I have often thought that love is like a fire. It rages and burns indiscriminately, spreading and consuming, greedily sucking in all oxygen leaving one gasping desperately.
And that's how I felt for her. It's not quite describable, yet I know how it feels. I feel it within me, a torrent flooding through me, moving wildly in all directions and filling me with something I simply cannot comprehend.
Looking over at her, sitting in the seat next to me, her adorable little sundress covering her pale and smooth thighs, her hands tucked in her lap neatly, patiently awaiting our destination. As my eyes traveled up, her head turns and her eyes met mine. And there it was, that smile, that simple beam of light that burned more powerfully than the sun. It shocked me into existence every time she blessed me with it. Having that blessing cast towards me made me feel a god amongst mortals. I felt my chest fill with a joy that could not possibly exist, that felt so dangerously perfect I didn't want to believe it existed.
But it did. And all for me, for she was mine just as I was hers.

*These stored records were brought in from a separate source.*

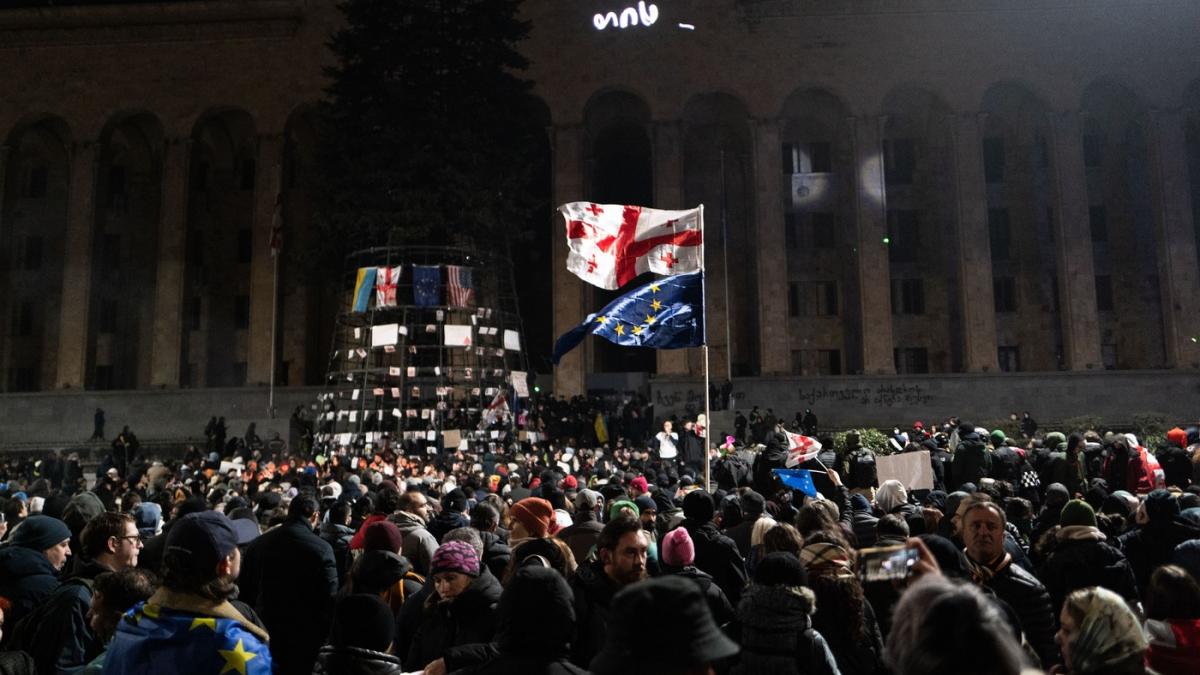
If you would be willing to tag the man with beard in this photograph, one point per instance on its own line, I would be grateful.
(622, 550)
(990, 566)
(189, 625)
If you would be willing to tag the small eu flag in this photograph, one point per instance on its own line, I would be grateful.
(797, 479)
(666, 314)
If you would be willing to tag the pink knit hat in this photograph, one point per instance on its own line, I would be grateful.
(677, 548)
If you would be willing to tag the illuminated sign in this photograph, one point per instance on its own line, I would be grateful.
(642, 15)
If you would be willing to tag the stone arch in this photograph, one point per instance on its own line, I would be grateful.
(35, 178)
(125, 252)
(819, 220)
(1020, 220)
(220, 249)
(919, 186)
(618, 168)
(1116, 161)
(715, 138)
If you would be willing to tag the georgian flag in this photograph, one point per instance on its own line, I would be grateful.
(801, 449)
(612, 244)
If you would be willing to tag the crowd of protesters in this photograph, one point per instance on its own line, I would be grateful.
(1049, 553)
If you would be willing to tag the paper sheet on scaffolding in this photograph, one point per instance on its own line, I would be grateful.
(384, 335)
(520, 382)
(457, 335)
(912, 470)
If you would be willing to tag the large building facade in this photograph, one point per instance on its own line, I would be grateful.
(891, 186)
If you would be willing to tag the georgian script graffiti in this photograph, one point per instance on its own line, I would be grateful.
(887, 395)
(643, 15)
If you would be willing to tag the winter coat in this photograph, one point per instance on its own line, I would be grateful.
(467, 619)
(339, 538)
(289, 578)
(447, 521)
(778, 635)
(1031, 602)
(355, 661)
(719, 604)
(1151, 545)
(388, 575)
(497, 554)
(419, 544)
(972, 461)
(57, 633)
(718, 556)
(593, 591)
(1174, 646)
(581, 536)
(27, 580)
(1083, 559)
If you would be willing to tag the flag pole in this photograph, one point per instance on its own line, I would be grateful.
(708, 411)
(276, 245)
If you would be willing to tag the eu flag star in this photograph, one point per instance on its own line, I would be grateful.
(237, 658)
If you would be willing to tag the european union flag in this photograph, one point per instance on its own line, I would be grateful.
(797, 479)
(667, 314)
(426, 286)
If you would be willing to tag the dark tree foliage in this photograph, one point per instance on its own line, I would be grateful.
(427, 131)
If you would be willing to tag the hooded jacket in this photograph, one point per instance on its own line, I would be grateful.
(419, 544)
(1084, 559)
(535, 625)
(27, 579)
(778, 637)
(467, 619)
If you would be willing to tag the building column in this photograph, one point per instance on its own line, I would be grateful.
(669, 195)
(77, 269)
(977, 304)
(166, 366)
(1175, 233)
(268, 174)
(1073, 239)
(771, 267)
(569, 291)
(871, 255)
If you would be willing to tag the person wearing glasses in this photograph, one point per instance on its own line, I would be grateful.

The roads are often a lonely and desolate place, the moon shining on asphalt with not a soul in sight, but she was all I needed in this world. She was my world.
I decided to pull over, catching a quizzical look from her. I said nothing as my hand reached up and caressed her face, she responded by nuzzling against it placing her own hand over mine, as if she wanted it to remain there for as long as possible. I leaned over, my eyes not leaving hers until our lips met. Her lips parted and our tongues clashed in the middle. A wild and unchoreographed waltz between lovers. I reached over and opened her door, as I mustered all my strength to break apart. We both exited the car, our eyes never leaving as I made my way over to her. We met eagerly, pressing against each other as we kissed passionately, the warm night air caressing us both as we held each other.